The girl sighed, then told them her story. When she and Bill Dowd became engaged, they had to find ways to provide a home for themselves and Jane’s mother. Jane’s salary as a nutritionist was small, and so were Bill’s earnings as a salesman. So he took a risky job which paid well. Bill had done deep sea diving for sport and—thinking himself strong and well—went to work diving to mine underwater bauxite.
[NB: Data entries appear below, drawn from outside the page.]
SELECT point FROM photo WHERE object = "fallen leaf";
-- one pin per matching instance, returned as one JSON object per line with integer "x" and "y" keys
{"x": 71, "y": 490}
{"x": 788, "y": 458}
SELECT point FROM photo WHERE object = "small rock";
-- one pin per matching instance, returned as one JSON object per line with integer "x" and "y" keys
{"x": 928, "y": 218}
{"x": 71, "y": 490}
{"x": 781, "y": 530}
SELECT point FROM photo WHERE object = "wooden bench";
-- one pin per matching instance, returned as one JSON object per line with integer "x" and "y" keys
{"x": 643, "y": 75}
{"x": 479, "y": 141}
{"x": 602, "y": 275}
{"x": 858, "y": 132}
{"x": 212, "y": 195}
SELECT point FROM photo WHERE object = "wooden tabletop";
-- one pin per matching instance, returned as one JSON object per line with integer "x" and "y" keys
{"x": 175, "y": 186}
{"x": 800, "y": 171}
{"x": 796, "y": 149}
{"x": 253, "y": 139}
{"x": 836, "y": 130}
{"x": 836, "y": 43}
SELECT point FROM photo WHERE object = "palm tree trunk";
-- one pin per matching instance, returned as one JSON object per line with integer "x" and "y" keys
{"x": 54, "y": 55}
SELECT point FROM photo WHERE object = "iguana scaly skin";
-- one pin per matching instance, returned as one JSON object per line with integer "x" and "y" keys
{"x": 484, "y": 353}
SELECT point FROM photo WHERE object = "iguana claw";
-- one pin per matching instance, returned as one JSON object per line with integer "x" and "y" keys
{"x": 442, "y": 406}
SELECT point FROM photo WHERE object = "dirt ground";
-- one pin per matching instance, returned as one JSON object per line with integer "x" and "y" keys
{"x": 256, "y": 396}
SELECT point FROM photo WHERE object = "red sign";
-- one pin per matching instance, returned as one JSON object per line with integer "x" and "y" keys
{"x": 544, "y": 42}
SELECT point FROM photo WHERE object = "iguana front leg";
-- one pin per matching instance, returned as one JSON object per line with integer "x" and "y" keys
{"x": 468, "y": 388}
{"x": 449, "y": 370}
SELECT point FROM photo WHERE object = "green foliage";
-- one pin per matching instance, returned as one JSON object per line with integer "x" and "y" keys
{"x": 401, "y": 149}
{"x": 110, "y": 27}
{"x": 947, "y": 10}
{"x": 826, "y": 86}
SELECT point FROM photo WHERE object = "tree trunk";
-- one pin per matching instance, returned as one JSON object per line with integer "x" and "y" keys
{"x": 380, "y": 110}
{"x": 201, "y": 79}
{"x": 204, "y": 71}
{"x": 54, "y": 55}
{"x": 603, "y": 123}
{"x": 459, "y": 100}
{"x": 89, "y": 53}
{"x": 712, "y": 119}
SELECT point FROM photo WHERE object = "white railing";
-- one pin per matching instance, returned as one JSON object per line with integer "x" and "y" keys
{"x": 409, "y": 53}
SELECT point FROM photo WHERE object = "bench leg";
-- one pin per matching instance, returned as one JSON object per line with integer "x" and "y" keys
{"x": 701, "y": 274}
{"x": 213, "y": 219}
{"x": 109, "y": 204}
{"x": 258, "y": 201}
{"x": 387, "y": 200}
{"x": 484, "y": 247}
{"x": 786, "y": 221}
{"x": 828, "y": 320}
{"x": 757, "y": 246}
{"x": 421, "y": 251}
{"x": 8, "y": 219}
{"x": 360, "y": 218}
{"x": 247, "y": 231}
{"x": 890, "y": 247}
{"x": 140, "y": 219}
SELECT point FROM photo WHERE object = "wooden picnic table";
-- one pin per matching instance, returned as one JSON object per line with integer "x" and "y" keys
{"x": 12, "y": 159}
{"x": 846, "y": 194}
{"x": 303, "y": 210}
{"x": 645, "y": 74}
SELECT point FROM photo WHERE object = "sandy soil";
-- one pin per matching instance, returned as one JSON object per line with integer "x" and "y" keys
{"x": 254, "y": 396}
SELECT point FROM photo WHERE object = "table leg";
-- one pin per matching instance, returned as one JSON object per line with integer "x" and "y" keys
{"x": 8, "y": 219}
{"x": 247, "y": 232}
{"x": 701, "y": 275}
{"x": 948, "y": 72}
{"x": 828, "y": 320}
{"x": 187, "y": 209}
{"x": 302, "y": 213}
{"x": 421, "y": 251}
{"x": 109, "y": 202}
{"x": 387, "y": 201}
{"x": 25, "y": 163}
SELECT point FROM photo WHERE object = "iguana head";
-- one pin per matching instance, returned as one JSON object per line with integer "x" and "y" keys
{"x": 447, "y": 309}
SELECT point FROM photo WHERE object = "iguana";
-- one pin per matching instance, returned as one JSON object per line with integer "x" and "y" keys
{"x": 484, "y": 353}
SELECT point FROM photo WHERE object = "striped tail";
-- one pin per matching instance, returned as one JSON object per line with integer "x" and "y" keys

He did heavy labor for long hours in the cold water, off the coast of Brazil, and worked several long, rainy, sea voyages on a freighter between the United States and Brazil. As a result Bill contracted tuberculosis. For over two years, he had been in hospitals; the money he earned had gone to pay for his hospital bills.
“I feel responsible for the tuberculosis,” Jane said. “He won’t be able to work for a very long time to come. If ever.” She added, “Bill has no family, no one but me to look out for him.”
From the way she spoke, Cherry could see that Jane and Bill were very much in love, still wanted to marry—and they had already had a long wait.
Jane sighed. “My mother feels bad, too, about our situation. She wants to help Bill and me all she can—by keeping house while I work, and doing whatever nursing Bill may need.”